J.C.グランジェ作『クリムゾン・リバー』を読みました。

 

 

 

 いかにも理詰めの男性的な小説だな、とあらすじ~物語の始めを読みながら思っていました。一見無関係に見える2つの事件が、あることを結び目として交差し始める…。

物語全体の構成がとても素晴らしく(上手すぎて逆にガチガチ?)、この展開を考えた作者は本当にすごいなと思いました。

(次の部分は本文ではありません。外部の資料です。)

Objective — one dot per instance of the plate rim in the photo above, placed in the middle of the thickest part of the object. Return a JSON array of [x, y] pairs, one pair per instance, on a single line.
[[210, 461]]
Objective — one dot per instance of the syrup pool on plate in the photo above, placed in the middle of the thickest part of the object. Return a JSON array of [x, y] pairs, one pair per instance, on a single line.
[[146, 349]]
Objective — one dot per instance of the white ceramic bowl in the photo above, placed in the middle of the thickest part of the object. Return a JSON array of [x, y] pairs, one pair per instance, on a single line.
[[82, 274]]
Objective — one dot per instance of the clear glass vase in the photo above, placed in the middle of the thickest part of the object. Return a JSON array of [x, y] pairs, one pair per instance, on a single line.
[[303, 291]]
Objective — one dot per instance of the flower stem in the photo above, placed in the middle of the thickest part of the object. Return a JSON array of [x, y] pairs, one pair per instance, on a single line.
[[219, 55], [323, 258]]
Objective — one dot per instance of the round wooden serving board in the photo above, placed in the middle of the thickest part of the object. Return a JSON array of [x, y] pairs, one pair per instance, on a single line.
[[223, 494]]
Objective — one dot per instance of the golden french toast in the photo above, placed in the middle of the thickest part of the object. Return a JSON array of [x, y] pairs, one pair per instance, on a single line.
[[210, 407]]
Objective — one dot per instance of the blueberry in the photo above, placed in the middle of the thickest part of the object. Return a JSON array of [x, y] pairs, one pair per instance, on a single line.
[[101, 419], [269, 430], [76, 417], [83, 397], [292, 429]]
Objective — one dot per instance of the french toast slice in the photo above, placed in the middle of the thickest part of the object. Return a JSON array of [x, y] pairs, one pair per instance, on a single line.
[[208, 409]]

冒頭でいかにも男性が書く小説、と述べましたが、後半、衝撃の事実に徐々に近づくにつれて高まるニエマンスとカリムの恐怖と絶望の心理描写も素晴らしく、手に取るように伝わってきました。

 

ストーリーや次々と起きる猟奇的な殺人のインパクトが強く、サスペンススリラーの側面ばかりが注目されがちですが、作者のグランジェはこの本で何を描き、何を伝えたかったのでしょうか。

 

少々ネタバレを含みますが、この小説の根底にあるのは、劣った人間を排除し、優れた(ここでは単に頭の良さのみを指すものではなく)人間だけを良しとする、優生思想への痛烈な批判なのではないでしょうか。
優生思想・優生学というと、ナチス(この言葉は文字にするのも憚られますが…)の人種政策がその最たるものと言われたり、福祉国家のイメージが強い北欧諸国で行われていた障がい者への政策など、どうもヨーロッパの思想だと考えがちですが、日本もハンセン病の方々の隔離政策があったり、アメリカでも力を持つ財団が優生学協会への資金援助を行っていたりと、ある時代や地域に特定されるものではない、つまり私を含む誰もが(殺されてしまう3人も、一見私たちと何も変わらない、普通の人なのです。)その思想を持ち得る、ということなんだと思います。

 

もちろん作者のグランジェは、私たち読者にあからさまな教訓のような形ではメッセージを残していません。しかし、この本で描かれた恐ろしい思想の数々について、常に自分自身はどうかと自省することが、この本を読んだ人が担う一つの役目なのではないでしょうか。

 

虐げたものはその事実をいとも簡単に忘れるが、虐げられたものが持つ復讐心は、いつまでも乾かないのだから。